In calling for a new trial in the case, a Santa Monica Superior Court judge had ruled that the first defense attorney did not put on “the best possible defense.”

Complicating matters, the boots Sadiki was wearing on the night of his arrest--and which conceivably could have exonerated him if they did not match prints found at the scene--were mistakenly discarded by authorities a year later.


Deputy Dist. Atty. Todd Melnik, who prosecuted Sadiki in both trials, said he was glad the issue has been settled. “There was no racism involved; the police department acted in good faith,” he said. “I will not not deny that racial incidents do occur in the police force, but this is not one of them.”

Sadiki’s attorney, Robert Harris, declined to comment.

Melnik said that Sadiki has demonstrated a pattern of not telling the truth, including the facts surrounding his earlier convictions for murder and car theft. He claimed to have been hospitalized at the time of the murder for which he was convicted, Melnik said, and after the medical records were shown to have been fabricated, he claimed he shot in self-defense.

The prosecutor said Sadiki had turned a routine burglary case into a media campaign. His cause attracted supporters as diverse as former football player Jim Brown and anti-police abuse crusader Don Jackson, and raised about $15,000 for his defense.
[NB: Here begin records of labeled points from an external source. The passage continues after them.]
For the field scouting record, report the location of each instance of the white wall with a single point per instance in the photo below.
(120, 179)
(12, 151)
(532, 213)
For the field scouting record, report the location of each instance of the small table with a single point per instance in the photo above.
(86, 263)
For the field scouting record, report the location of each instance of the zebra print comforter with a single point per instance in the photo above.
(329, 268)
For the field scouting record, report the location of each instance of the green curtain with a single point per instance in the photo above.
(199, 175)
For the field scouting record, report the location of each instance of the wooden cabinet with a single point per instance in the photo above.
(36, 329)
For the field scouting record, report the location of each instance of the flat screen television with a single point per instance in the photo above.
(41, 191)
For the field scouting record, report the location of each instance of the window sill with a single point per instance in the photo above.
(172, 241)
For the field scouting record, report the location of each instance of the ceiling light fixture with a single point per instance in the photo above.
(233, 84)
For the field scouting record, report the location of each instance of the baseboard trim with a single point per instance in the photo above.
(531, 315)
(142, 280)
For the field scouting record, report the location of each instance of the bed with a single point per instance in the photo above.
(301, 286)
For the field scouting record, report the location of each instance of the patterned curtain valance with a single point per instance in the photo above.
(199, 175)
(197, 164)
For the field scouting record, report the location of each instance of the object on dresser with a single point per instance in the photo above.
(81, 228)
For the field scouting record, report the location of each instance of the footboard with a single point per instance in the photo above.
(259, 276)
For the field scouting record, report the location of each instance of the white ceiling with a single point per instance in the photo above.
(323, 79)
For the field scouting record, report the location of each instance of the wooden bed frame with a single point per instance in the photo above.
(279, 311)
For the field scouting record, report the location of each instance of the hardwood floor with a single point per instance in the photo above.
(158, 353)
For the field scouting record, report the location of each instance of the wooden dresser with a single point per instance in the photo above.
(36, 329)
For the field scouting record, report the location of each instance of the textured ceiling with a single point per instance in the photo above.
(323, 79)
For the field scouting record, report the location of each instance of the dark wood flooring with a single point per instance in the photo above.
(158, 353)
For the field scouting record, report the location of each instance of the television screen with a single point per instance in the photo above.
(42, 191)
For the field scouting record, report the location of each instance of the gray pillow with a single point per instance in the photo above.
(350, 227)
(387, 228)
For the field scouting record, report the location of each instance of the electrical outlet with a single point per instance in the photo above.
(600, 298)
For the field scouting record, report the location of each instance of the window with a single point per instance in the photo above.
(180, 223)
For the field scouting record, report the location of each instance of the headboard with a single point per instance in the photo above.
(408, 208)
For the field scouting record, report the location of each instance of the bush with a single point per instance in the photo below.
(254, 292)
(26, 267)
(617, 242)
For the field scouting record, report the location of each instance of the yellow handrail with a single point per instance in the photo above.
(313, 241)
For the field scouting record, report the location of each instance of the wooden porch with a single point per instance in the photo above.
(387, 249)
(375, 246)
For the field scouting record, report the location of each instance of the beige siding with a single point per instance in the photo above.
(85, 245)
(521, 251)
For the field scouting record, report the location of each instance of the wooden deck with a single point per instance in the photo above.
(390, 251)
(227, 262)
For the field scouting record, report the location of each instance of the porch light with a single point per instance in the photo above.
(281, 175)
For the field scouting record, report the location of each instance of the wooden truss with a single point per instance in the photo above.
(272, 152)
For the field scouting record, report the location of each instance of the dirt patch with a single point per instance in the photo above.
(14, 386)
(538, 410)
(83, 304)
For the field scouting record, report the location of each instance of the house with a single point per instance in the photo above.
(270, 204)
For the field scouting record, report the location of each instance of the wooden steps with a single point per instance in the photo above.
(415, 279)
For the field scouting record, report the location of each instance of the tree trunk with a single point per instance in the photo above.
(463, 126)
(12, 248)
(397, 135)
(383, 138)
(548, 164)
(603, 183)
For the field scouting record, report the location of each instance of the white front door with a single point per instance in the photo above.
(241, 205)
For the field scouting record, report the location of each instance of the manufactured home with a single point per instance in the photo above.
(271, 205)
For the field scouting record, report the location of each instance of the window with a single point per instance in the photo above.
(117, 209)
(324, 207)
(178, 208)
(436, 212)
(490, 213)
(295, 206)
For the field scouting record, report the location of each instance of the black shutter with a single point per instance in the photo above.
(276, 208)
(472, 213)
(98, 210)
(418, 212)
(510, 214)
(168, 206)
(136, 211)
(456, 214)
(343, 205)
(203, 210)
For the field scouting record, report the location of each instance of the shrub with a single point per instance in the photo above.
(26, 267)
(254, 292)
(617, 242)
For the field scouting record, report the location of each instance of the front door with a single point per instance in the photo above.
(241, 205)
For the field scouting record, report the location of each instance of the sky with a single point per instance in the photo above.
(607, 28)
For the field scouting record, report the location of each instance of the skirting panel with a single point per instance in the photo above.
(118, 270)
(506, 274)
His case appeared to many to be another example of trial by skin color. And his supporters noted that he had turned his life around since being released from prison eight years ago.

Sadiki’s father said this isn’t the first time prejudice has touched his family.

Another of his sons, Danny Smith, died after being shot seven times in the back by Culver City police five years ago, he said. The elder Smith said a wrongful death lawsuit, filed on behalf of the two youngsters the victim left behind, is to be heard next month.